Amal Alhaag is an Amsterdam based independent curator, cultural programmer and radio host with an interest in counter-culture, oral histories and global social issues. Her work explores these themes through both short and long-term collaborations with artists, institutions and audiences. Since 2008, her projects infuse music and art with current affairs, post-coloniality, digital anthropology and everyday anecdotes to invite, stage or examine ‘uncomfortable‘ issues, unknown stories and unwelcome audiences to write, share or compose narratives in impermanent settings.
In 2012, Amal Alhaag acted as curator-in-residence at NODE, Center for Curatorial Studies, Berlin. She previously worked as cultural programmer at the Tolhuistuin, Amsterdam (2009-2012), and as the curator for public programming at the Tropenmuseum, Amsterdam (2013/2014). Together with artist Maria Guggenbichler, Alhaag co-founded the Side Room, a discursive platform for art & intersectional theory in Amsterdam.

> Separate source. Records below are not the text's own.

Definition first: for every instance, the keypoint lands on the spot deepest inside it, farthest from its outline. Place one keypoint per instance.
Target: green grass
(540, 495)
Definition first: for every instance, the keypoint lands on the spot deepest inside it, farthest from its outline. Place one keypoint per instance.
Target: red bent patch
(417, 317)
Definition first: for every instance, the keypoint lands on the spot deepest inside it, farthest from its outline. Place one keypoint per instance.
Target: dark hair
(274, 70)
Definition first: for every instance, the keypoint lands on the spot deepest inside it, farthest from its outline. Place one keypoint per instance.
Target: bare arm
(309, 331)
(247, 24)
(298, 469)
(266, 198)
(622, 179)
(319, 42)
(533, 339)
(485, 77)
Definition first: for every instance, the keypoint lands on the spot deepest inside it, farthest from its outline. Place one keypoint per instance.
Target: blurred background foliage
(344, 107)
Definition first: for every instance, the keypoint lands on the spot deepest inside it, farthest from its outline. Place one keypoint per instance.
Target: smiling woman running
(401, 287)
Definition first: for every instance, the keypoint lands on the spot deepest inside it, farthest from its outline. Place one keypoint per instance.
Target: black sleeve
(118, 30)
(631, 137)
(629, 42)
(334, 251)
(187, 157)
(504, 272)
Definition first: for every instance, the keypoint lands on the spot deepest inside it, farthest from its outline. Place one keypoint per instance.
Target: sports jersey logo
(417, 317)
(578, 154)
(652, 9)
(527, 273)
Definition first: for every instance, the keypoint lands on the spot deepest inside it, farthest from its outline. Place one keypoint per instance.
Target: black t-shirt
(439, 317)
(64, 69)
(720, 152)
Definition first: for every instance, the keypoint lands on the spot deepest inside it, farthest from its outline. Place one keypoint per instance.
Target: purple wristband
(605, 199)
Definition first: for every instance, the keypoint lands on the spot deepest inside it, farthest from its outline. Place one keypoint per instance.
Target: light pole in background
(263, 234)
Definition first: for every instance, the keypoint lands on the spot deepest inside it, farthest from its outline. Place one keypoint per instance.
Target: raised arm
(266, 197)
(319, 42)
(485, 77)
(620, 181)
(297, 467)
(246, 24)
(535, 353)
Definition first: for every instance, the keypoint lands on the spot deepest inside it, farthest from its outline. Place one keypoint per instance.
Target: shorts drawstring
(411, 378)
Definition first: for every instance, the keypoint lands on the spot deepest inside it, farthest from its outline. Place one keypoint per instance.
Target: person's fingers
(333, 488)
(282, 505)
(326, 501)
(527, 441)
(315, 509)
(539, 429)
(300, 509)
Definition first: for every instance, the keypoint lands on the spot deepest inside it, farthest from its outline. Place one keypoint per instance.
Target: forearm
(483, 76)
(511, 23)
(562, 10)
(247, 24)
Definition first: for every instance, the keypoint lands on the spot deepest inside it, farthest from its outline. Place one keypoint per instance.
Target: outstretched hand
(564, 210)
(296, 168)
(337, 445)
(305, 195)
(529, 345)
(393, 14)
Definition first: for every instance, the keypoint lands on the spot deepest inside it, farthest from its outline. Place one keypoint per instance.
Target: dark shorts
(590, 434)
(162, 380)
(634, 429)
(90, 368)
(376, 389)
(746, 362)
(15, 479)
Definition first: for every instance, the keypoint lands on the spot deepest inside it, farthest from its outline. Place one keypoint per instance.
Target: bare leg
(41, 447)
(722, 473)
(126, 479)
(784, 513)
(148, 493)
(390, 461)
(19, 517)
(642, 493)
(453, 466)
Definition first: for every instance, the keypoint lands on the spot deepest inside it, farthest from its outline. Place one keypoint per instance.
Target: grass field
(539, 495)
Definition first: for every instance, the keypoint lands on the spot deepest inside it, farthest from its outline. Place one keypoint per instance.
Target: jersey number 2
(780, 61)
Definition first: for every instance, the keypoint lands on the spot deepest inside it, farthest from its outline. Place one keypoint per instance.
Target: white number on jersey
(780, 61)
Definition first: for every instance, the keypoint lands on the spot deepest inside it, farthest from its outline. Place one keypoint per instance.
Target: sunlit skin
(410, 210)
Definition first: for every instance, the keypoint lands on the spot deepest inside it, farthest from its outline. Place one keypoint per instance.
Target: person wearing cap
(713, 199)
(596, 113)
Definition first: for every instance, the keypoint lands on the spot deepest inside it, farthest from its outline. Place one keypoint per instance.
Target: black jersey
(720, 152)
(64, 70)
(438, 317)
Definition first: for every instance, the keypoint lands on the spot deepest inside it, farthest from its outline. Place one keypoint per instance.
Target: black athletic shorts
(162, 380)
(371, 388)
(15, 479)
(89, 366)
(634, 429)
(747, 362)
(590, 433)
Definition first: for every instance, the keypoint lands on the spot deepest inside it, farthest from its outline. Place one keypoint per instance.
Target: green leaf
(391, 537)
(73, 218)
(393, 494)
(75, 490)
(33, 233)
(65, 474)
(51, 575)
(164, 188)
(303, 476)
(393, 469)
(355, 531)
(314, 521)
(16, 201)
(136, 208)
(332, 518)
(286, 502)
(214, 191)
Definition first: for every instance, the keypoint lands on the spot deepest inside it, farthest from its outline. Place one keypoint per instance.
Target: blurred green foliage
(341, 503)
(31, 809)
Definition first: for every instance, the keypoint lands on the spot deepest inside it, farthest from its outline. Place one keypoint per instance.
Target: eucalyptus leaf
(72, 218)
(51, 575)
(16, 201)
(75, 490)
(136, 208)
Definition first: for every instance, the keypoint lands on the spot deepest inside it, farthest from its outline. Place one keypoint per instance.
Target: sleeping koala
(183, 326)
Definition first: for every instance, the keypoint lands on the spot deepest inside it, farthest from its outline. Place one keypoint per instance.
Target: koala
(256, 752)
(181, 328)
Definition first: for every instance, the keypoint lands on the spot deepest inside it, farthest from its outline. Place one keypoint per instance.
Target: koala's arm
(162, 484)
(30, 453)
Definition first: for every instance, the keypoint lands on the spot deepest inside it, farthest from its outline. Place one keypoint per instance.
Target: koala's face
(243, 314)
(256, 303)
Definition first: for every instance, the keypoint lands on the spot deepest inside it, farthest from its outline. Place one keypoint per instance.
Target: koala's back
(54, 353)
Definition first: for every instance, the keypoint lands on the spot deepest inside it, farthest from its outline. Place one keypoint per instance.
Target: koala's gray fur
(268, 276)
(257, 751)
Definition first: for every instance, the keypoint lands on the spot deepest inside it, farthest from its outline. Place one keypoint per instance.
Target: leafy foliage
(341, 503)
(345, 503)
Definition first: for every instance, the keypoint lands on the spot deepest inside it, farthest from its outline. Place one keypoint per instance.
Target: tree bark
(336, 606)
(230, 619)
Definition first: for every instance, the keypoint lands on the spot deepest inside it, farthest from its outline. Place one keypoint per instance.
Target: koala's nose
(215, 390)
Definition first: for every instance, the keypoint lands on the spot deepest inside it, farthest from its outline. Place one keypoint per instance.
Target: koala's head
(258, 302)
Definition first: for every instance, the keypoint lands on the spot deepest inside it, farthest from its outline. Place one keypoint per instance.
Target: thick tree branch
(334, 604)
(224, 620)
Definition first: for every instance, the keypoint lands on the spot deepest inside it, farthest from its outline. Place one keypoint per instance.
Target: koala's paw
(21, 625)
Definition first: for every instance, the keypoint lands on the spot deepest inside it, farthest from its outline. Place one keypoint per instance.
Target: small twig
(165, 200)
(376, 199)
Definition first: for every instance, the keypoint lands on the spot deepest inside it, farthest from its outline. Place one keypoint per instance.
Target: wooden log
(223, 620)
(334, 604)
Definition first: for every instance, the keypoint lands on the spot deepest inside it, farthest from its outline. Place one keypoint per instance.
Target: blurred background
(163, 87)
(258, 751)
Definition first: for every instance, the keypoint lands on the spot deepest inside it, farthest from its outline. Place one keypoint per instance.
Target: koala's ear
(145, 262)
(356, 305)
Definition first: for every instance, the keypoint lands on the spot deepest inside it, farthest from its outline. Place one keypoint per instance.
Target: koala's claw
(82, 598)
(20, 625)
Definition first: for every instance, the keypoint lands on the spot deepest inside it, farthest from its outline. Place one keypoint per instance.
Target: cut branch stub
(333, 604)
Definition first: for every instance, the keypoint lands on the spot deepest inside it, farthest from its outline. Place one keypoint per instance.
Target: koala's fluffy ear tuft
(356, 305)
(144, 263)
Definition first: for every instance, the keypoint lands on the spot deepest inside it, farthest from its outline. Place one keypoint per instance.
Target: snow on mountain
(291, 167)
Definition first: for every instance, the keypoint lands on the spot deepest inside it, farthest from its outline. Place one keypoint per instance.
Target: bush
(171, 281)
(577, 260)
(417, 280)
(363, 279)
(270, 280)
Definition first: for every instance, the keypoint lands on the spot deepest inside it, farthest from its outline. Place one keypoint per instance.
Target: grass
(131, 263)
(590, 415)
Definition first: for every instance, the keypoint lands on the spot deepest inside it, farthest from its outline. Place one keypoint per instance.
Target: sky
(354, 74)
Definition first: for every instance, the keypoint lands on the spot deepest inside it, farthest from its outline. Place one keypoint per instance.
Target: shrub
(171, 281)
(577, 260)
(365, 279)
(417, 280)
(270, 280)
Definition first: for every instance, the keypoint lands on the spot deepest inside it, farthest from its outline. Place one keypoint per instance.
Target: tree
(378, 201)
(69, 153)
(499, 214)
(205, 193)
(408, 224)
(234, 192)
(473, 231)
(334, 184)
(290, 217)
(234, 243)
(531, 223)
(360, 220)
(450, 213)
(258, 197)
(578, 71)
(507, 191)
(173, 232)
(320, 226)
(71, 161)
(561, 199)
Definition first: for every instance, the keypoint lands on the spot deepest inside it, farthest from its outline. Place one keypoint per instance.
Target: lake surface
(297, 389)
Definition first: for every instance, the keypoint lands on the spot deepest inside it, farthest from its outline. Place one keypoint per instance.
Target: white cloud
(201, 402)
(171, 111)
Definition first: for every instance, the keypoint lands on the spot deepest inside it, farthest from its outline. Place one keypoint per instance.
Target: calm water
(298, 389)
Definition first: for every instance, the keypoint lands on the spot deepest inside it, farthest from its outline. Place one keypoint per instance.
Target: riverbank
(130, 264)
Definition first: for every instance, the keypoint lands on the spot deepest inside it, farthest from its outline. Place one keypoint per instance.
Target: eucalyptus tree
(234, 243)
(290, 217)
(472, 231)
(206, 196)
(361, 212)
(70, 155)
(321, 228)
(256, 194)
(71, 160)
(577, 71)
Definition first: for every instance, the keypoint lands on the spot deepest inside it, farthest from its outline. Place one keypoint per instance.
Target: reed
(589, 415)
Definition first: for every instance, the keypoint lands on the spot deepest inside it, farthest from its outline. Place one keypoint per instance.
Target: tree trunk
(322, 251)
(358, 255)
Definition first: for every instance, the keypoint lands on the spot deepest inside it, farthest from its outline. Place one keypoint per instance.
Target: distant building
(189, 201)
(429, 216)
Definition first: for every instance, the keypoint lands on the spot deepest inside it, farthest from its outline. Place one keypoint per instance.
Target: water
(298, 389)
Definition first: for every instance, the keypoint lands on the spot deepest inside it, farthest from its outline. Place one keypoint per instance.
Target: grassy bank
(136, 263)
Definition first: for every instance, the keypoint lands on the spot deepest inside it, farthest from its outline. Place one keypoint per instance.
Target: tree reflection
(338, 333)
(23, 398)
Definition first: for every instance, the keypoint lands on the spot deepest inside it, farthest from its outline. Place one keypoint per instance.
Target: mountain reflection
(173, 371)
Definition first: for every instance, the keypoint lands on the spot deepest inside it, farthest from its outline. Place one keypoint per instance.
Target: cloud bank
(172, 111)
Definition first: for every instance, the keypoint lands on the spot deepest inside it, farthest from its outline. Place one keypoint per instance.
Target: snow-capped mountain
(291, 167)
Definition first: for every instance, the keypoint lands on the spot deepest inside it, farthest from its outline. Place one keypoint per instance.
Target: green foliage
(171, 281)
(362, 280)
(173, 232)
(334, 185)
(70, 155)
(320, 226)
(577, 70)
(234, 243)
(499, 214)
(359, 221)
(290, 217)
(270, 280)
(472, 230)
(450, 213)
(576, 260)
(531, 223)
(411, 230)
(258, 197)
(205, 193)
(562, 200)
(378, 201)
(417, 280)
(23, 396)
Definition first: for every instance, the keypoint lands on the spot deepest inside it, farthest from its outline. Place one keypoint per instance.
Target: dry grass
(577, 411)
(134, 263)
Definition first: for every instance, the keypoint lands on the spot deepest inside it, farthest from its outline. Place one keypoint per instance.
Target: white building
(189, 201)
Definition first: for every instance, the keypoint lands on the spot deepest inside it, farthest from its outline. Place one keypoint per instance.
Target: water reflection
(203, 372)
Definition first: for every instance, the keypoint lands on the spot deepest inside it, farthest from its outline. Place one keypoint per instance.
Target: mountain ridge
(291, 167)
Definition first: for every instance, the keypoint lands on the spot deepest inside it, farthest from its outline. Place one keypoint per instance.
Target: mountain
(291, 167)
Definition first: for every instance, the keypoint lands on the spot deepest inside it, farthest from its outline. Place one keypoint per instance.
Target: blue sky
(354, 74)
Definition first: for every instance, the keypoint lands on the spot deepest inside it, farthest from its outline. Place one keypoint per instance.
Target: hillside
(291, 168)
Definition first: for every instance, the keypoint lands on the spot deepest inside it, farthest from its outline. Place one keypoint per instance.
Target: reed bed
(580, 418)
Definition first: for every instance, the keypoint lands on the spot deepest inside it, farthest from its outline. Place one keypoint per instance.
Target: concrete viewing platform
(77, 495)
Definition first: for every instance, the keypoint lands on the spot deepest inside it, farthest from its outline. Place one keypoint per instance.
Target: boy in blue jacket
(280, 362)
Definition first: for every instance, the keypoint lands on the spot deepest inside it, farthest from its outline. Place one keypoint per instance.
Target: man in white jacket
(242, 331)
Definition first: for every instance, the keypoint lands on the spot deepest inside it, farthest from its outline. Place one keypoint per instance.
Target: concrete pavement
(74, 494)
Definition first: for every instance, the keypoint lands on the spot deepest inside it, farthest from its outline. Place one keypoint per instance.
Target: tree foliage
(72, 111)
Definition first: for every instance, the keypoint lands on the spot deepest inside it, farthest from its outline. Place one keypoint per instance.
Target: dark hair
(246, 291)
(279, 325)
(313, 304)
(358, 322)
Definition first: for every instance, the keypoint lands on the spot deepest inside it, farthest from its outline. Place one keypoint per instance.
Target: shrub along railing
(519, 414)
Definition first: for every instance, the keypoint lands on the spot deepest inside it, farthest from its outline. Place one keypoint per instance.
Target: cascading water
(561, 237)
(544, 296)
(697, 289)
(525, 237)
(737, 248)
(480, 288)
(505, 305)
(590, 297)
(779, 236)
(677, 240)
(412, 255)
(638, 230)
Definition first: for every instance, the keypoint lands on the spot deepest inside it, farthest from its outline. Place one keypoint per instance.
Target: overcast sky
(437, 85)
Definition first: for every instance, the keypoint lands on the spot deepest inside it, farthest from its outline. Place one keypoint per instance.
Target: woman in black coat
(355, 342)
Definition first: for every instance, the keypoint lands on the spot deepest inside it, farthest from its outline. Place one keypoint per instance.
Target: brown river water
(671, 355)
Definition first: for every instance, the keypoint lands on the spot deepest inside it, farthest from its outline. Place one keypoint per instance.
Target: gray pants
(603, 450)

Amal Alhaag curated the exhibition and project Diasporic Self: Black Togetherness as Lingua Franca at Framer Framed in Amsterdam from 14 December 2018 to 17 February 2019 and from 7 December to 25 January at 198 Contemporary Arts & Learning in London, in collaboration with artist and curator Barby Asante.
In addition, she is currently the artistic director of the contemporary urban culture platform Metro54. From this capacity she contributed to the exhibition BLUEPRINT: Whose urban appropriation is this? (2017) about the relationship between street culture and architecture at TENT, Rotterdam.